Also released on Friday were investigations dealing with conflicts of interest and wage theft.

In one case, a BART engineer left the agency in September 2021 and two months later secured $2.2 million in contracts for his newly established firm. The employee was given the money through a consultant agreement with the leading contractor, which was a company run by his friend. Prior to leaving BART, the employee helped select his friend’s company, which later partnered with him. The report did not include the name of the employee or companies involved in the contract, which includes engineering services for building a new Hayward maintenance facility and modernizing BART’s train control system.

Richardson’s report calls on BART to demand repayment of $1,249,066 already paid out on the contract. BART refused this request but canceled the remainder of the contract.

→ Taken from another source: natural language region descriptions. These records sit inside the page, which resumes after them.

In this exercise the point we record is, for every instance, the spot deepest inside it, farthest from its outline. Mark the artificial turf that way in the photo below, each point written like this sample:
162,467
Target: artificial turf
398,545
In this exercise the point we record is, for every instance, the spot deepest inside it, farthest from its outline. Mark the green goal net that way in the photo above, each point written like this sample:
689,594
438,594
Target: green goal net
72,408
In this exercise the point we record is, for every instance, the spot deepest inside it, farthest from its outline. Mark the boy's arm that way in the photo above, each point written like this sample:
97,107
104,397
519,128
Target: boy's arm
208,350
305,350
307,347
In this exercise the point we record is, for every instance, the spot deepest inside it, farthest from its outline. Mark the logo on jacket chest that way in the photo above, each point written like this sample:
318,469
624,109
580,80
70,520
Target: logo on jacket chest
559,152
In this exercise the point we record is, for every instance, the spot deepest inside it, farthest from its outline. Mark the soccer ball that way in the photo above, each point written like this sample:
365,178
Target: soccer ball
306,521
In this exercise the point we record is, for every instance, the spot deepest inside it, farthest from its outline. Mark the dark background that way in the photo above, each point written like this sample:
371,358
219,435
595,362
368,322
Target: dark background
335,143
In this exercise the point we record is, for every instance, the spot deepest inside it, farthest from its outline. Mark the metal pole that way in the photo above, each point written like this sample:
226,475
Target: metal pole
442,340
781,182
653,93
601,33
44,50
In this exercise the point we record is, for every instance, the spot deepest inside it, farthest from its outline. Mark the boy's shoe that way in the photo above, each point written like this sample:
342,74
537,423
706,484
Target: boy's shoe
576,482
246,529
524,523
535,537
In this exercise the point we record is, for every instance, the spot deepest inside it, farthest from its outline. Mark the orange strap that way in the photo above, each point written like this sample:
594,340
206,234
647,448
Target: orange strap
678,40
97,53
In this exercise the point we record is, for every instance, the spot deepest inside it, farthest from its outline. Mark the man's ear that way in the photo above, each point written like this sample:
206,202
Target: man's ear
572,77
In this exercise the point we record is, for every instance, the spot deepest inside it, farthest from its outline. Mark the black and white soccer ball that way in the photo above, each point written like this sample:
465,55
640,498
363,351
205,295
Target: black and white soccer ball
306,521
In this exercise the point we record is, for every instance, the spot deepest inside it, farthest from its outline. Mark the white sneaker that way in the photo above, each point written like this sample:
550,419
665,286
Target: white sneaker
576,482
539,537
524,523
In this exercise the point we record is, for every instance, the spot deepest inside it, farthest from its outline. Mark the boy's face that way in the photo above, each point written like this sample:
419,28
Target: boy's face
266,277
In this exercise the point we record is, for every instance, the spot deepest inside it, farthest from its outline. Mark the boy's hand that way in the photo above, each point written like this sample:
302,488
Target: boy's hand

“BART not wanting to seek repayment is telling contractors, ‘We’re not taking this seriously,’” said Richardson.

In a response included in the report, BART acknowledged the “problematic relationship” but said the work “was performed competently and has been paid for.”

“Seeking repayment for these particular services, for which the District benefitted greatly, would be an unjust enrichment for the District (essentially getting this work done for free) and is likely to cause serious financial harm to the local businesses,” BART added.

Richardson’s office also documented a case of a maintenance worker allegedly defrauding the agency for at least a year by showing up to BART stations for work and then leaving. In some cases, the employee filed for compensation for over 80 hours in one week and 27 days in a 29-day period.

The employee resigned upon learning of the investigation and could face criminal charges.